Julian and I were doomed from the start; that much was inevitable. And as easy it is for me to let him shoulder all the blame, my hands were far from clean.

It takes a crooked kind of person to accept a crooked kind of love. But even with all the crookedness, things weren't always so malicious between us.

It was hard to stomach. The thought of April making its return again next year, marking the end of yet another frost. Everything would be the same on the outside—thick air, gray skies, wet grass.

While on the inside, it couldn't be more different. I won't be warm beneath Julian's cotton sheets, my head on his chest, rain pattering on the windows.

I could still hear it, even now. The sound of his heartbeat in my ear. The rhythm of his breaths beneath me.

"What are you thinking about?" Using the palm of his thumb, Julian traced the creases forming between my brows.

At the time, there was a lot to think about. I never would've imagined that in the final months of my high school career there would be so many questions needing answers.

"Everything." I said stiffly, staring at the television, watching as the picture changed shapes but not focusing on what was actually going on.

"What's wrong?"

I didn't say anything at first. I was lucky enough to have a place where I could go to get away from all of my problems.

It was the perfect hiding place; no matter how hard they looked, they couldn't find me. So by bringing them here now, I would taint the only sanctuary I've ever known.

"It's okay, you can tell me." His hand moved from my face and into my hair.

And I knew that he meant it. Which only blurred the lines of our situation even further.

His bedroom was coated in just enough light for me to search for my jacket amongst our other articles of clothing scattered across the floor.

I pulled out a wrinkled piece of paper from the pocket, lines creasing the once smooth surface from all the times I had folded and unfolded it, and handed it over to him.

Julian's eyes studied the words on the page for what felt like the longest minute of my existence.

"Wow, congratulations." He finally said.

"It's not anything crazy." I've never liked the way that felicitations felt. "It's a community college a few hours from here."

The countdown has been menacingly looming over me this entire year, reminding me that my days were numbered. Until now, I could pretend that it was happening to someone else instead of myself.

But as the acceptance letters appeared, it got harder to keep up the delusions. It wasn't happening to someone else; it was me who would leave the only place I've ever known in a few months time.

"Wait, I'm confused." Julian folded the paper back onto one of its many creases. "Isn't this a good thing?"

"Wasn't your whole plan to get out of here as soon as possible?"

He was right. I've always felt like a prisoner in this town, waiting eagerly for my sentence to be over. So why now of all times, when I was so close to the end, did it all feel wrong?

Life has a very sick sense of humor. It was finally giving me what I've always asked for, but with an ultimatum. I could leave, but I couldn't take Julian with me.

"It's supposed to be." I sighed. "But what if I don't know what I'm supposed to do with my life?"

He laughed, pulling me back onto his chest. "You've got time to figure it out." He reassured me. "Isn't that the whole reason people go to college in the first place?"

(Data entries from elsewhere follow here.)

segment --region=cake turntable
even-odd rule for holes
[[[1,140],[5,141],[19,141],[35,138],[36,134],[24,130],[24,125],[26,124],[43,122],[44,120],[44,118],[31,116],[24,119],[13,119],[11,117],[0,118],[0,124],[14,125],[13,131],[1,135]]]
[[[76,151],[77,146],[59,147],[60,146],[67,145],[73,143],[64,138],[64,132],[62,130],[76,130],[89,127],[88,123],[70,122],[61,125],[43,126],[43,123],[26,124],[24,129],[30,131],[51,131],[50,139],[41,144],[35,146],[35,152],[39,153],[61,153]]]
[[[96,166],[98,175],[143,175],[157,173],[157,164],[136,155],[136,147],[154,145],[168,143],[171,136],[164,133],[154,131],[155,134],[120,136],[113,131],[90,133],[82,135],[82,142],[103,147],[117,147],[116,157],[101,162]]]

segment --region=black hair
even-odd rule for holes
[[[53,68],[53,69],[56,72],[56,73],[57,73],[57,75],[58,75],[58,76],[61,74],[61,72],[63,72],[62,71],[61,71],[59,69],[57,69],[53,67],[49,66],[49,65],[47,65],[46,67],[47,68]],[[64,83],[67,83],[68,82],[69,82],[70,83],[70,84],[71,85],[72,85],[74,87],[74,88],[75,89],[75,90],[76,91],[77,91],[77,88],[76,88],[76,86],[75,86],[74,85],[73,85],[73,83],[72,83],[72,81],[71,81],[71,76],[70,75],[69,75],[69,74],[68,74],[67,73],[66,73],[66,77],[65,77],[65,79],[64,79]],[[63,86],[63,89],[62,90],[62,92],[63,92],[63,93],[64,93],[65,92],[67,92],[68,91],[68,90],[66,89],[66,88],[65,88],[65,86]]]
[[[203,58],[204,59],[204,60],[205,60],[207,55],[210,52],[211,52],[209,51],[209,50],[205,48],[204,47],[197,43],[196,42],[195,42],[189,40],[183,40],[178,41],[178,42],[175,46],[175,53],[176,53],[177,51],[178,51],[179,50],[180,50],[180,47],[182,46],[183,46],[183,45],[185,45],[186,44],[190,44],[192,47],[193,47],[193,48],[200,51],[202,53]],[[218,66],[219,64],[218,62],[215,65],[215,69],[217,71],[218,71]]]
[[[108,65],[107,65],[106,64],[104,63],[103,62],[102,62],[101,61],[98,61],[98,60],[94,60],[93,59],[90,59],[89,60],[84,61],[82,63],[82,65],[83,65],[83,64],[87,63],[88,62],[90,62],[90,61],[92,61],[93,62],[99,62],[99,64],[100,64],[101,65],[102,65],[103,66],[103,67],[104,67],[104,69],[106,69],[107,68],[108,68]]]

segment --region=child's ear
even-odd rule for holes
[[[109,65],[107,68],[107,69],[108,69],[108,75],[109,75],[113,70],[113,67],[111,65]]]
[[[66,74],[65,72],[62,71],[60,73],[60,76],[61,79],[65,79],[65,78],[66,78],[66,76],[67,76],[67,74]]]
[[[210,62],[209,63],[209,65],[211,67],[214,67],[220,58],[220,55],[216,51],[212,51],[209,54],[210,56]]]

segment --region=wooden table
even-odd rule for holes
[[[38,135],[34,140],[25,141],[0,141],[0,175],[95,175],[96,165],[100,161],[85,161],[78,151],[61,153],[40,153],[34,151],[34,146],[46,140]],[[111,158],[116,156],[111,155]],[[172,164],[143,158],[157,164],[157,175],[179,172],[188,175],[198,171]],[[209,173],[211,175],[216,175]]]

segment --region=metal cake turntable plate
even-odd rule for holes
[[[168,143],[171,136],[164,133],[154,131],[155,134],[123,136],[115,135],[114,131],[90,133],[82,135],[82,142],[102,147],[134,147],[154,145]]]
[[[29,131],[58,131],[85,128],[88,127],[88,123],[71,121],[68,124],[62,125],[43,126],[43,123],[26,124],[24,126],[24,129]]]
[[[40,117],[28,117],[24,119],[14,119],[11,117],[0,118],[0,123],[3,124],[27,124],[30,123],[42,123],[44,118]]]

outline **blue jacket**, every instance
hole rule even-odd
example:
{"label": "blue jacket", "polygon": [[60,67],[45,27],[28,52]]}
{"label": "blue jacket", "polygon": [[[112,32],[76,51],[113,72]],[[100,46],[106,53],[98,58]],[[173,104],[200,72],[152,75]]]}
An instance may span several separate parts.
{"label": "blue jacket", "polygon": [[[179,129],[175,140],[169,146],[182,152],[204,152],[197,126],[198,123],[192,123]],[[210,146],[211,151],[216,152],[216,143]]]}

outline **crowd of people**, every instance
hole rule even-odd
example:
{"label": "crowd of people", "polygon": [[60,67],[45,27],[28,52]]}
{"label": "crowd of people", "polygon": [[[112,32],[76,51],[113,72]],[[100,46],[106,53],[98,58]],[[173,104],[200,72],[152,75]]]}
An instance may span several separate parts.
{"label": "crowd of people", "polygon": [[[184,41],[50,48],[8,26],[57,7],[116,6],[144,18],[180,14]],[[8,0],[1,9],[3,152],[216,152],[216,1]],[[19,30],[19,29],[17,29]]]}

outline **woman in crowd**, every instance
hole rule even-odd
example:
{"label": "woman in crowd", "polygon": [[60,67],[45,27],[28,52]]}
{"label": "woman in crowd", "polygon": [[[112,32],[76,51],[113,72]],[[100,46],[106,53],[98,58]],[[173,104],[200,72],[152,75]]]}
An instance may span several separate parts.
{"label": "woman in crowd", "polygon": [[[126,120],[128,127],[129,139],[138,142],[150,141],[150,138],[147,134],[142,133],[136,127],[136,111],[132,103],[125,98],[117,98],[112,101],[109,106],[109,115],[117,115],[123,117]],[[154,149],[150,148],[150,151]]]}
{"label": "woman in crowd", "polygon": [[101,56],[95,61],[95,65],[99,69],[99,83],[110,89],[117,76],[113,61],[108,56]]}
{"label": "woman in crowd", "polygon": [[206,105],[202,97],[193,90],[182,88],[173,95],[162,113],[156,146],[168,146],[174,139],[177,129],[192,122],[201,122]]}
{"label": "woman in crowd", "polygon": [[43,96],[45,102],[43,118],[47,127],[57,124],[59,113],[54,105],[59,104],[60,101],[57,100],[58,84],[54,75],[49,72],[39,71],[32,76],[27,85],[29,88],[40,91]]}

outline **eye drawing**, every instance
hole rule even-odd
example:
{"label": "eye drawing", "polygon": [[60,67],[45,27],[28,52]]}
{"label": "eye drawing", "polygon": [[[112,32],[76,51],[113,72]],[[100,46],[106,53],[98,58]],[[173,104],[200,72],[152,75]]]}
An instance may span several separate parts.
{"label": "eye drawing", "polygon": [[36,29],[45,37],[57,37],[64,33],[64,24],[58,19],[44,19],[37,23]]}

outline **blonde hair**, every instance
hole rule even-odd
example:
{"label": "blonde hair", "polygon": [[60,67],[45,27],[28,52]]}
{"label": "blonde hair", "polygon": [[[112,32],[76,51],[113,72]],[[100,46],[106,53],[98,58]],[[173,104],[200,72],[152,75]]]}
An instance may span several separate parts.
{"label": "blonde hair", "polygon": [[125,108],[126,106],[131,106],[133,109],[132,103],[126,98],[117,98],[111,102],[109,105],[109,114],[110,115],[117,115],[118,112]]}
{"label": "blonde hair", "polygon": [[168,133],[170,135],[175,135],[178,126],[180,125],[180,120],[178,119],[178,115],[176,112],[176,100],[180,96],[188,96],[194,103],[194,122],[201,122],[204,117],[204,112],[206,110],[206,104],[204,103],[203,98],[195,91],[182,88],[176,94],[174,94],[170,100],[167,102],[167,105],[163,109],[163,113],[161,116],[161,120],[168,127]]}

I thought I knew what the future meant—go to college, get a career, and contribute to society. But now I was second-guessing all of that; maybe it was so much simpler, like rainy nights spent listening to the melody of someone's heart.

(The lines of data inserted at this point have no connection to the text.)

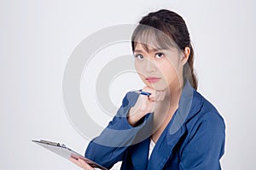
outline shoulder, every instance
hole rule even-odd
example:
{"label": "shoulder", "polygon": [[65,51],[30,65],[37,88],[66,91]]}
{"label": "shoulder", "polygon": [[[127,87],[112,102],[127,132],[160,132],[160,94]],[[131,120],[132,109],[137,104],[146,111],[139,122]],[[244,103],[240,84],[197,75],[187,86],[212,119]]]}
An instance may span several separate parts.
{"label": "shoulder", "polygon": [[[212,133],[224,133],[225,123],[219,111],[208,99],[195,90],[193,94],[191,107],[198,107],[198,110],[191,113],[192,116],[187,122],[187,127],[191,131],[201,129]],[[199,128],[200,127],[203,127],[203,129]]]}

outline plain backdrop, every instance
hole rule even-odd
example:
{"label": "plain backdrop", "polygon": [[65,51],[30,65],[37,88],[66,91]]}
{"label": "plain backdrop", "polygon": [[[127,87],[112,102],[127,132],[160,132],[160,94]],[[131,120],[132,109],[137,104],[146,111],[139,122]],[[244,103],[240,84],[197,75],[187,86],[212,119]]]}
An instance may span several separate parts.
{"label": "plain backdrop", "polygon": [[[71,125],[62,101],[71,53],[100,29],[136,24],[160,8],[185,20],[195,51],[198,91],[225,120],[223,169],[256,168],[255,1],[1,0],[0,169],[79,169],[31,142],[60,141],[84,152],[88,140]],[[129,78],[124,74],[110,87],[116,105],[133,88],[125,85]],[[134,84],[142,85],[137,77]]]}

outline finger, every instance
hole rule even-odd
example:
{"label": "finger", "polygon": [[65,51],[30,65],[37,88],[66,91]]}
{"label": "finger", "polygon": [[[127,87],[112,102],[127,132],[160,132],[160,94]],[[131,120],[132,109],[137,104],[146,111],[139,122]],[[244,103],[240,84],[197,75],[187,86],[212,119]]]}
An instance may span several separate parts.
{"label": "finger", "polygon": [[154,99],[155,99],[155,90],[154,90],[154,89],[148,88],[148,86],[146,86],[143,88],[143,91],[150,93],[151,94],[149,96],[148,96],[148,99],[154,101]]}
{"label": "finger", "polygon": [[94,170],[88,163],[86,163],[84,160],[79,158],[79,162],[82,165],[84,169],[86,170]]}
{"label": "finger", "polygon": [[73,162],[74,164],[76,164],[77,166],[79,166],[79,167],[80,167],[83,168],[81,163],[77,159],[70,157],[70,158],[68,158],[68,160],[71,161],[72,162]]}
{"label": "finger", "polygon": [[165,91],[160,92],[160,101],[164,100],[165,97],[166,97],[166,92]]}

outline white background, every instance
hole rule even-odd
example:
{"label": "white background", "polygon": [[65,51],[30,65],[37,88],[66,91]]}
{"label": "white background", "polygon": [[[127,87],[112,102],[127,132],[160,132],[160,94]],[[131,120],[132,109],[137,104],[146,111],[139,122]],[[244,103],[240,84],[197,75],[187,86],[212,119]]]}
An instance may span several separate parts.
{"label": "white background", "polygon": [[[198,91],[226,123],[223,169],[256,168],[255,1],[2,0],[0,169],[79,169],[31,142],[60,141],[84,152],[88,141],[70,124],[62,102],[69,55],[97,30],[136,24],[160,8],[172,9],[187,22],[195,51]],[[129,88],[125,89],[120,80],[125,83],[125,78],[119,77],[110,89],[110,95],[113,89],[122,92],[111,96],[116,105]]]}

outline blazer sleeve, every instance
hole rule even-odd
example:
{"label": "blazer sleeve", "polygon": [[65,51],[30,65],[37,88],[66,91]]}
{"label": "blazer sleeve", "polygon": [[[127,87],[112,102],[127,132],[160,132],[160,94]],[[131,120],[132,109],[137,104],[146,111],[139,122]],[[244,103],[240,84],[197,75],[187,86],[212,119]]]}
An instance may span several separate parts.
{"label": "blazer sleeve", "polygon": [[140,126],[132,127],[127,122],[127,113],[137,99],[138,94],[128,92],[113,119],[102,133],[87,146],[85,157],[111,168],[122,161],[128,146],[132,143]]}
{"label": "blazer sleeve", "polygon": [[221,169],[219,160],[225,140],[224,120],[218,113],[208,112],[199,122],[183,151],[179,169]]}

"I don't know; I feel like everyone else has some sort of idea about what they want to do."

It was irrational. To think the way I was thinking. To plan my life around someone who, when imagining the future, didn't see me.

"You'll figure it out. I know you will." He pressed his lips gently against the skin on my forehead.

I know that when August comes and my expiration date arrives, I'll do exactly what I am supposed to do. And I'll leave my heart behind in this tiny room, wishing he would've asked me to stay.